Fig. 5. Effects of allelic and copy number variations at ABH.1 locus on hybrid necrosis.

a Phenotypes of a series of materials carrying different ABH.1 alleles. Scale bar, 10 cm. b Structural variations of the ABH.1 locus from materials carrying different ABH.1 alleles. c–e Phenotypes of ZZ6903, and the representative F₁ plants derived from crosses between wheat accessions (carrying ne2ne2 and different ABH.1 haplotypes) × ZZ6903 (ne1ne1Ne2Ne2 genotype). ZZ6903, Zhengzhou 6903; YM14, Yumai 14; YBM, Yangbaimai; CS, Chinese Spring. Scale bar in plant, 10 cm. Source data are provided as a Source Data file.

Fig. 6. Evolutionary trajectory and distribution of ABH.1.
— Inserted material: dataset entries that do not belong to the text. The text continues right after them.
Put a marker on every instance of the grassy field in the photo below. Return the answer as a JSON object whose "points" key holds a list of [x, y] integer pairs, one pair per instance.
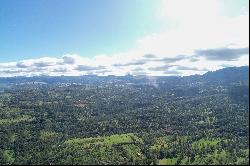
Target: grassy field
{"points": [[16, 120], [204, 142], [107, 140], [167, 161]]}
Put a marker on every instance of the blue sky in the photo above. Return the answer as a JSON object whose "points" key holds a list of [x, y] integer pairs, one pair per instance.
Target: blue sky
{"points": [[38, 28], [116, 37]]}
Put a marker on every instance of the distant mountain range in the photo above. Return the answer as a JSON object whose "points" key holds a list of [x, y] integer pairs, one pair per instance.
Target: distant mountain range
{"points": [[226, 75]]}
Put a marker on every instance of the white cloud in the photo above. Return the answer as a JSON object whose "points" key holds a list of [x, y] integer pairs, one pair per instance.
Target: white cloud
{"points": [[195, 25]]}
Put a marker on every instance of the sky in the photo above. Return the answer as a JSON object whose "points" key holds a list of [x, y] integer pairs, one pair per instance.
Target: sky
{"points": [[119, 37]]}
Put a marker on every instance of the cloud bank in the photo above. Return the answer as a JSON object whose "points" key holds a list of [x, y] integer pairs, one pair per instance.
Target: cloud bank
{"points": [[199, 38]]}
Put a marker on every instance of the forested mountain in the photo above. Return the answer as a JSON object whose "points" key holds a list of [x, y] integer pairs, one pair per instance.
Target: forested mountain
{"points": [[200, 119]]}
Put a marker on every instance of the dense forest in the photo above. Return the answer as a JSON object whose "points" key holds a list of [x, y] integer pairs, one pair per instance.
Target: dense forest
{"points": [[200, 119]]}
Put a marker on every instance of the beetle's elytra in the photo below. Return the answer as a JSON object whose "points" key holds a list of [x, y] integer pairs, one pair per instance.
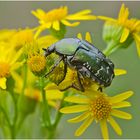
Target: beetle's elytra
{"points": [[85, 58]]}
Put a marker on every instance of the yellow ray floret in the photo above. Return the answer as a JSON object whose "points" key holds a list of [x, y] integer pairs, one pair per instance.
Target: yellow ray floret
{"points": [[98, 107]]}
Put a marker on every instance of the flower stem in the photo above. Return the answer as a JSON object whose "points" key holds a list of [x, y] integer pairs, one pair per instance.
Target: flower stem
{"points": [[46, 115], [111, 47]]}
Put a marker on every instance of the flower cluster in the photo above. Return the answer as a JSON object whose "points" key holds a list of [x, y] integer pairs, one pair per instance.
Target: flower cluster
{"points": [[32, 79]]}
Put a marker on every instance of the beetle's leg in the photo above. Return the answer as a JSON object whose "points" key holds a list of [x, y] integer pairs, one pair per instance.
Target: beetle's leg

a A proposed model for the evolutionary trajectory of ABH.1. Following a segmental duplication event encompassing the genomic loci of ABH.2, SP.4, and SP.5, designated as CNV-0 type, there was a subsequent deletional event within the duplicated segment. This resulted in the loss of the entire SP.4 gene sequence, as well as the promoter region and the initial 315 base pairs of the first exon of the ABH.2 gene. Subsequently, transposable elements (TEs) were inserted into the 3’ downstream region of the SP.5 gene, situated between Fragment A and Fragment B. The integration of these TEs with a segment of the downstream sequence of the SP.5 gene, in conjunction with the truncated remnant of the ABH.2 gene, catalyzed the genesis of a novel functional gene entity, characterized as the ABH.1 gene (CNV-1 type). As a hotspot for genomic recombination, this region has also undergone events resulting from one (CNV-2 type) and two (CNV-3 type) duplications. b Global distribution of Ne1/ABH.1 and ne1 alleles in a worldwide wheat collection (n = 853). Samples were categorized into Ne1/ABH.1 allele type and ne1 allele type based on their genetic type in the NE1 locus, and the proportions of samples in different regions were represented using pie charts. Initially, the geographic coordinates of the samples were imported as point layers and overlaid with corresponding national and continental boundary data. Subsequently, pie charts were added at the sampling locations in each region, with different colors representing distinct haplotype categories and the size of the pie charts reflecting the total number of samples in that region. c Ne1/ABH.1 allele was negatively selected in Chinese wheat breeding. A total of 89 landrace wheat and 449 cultivar wheat accessions were used to investigate the distribution of Ne1/ABH.1 and ne1 alleles. Source data are provided as a Source Data file.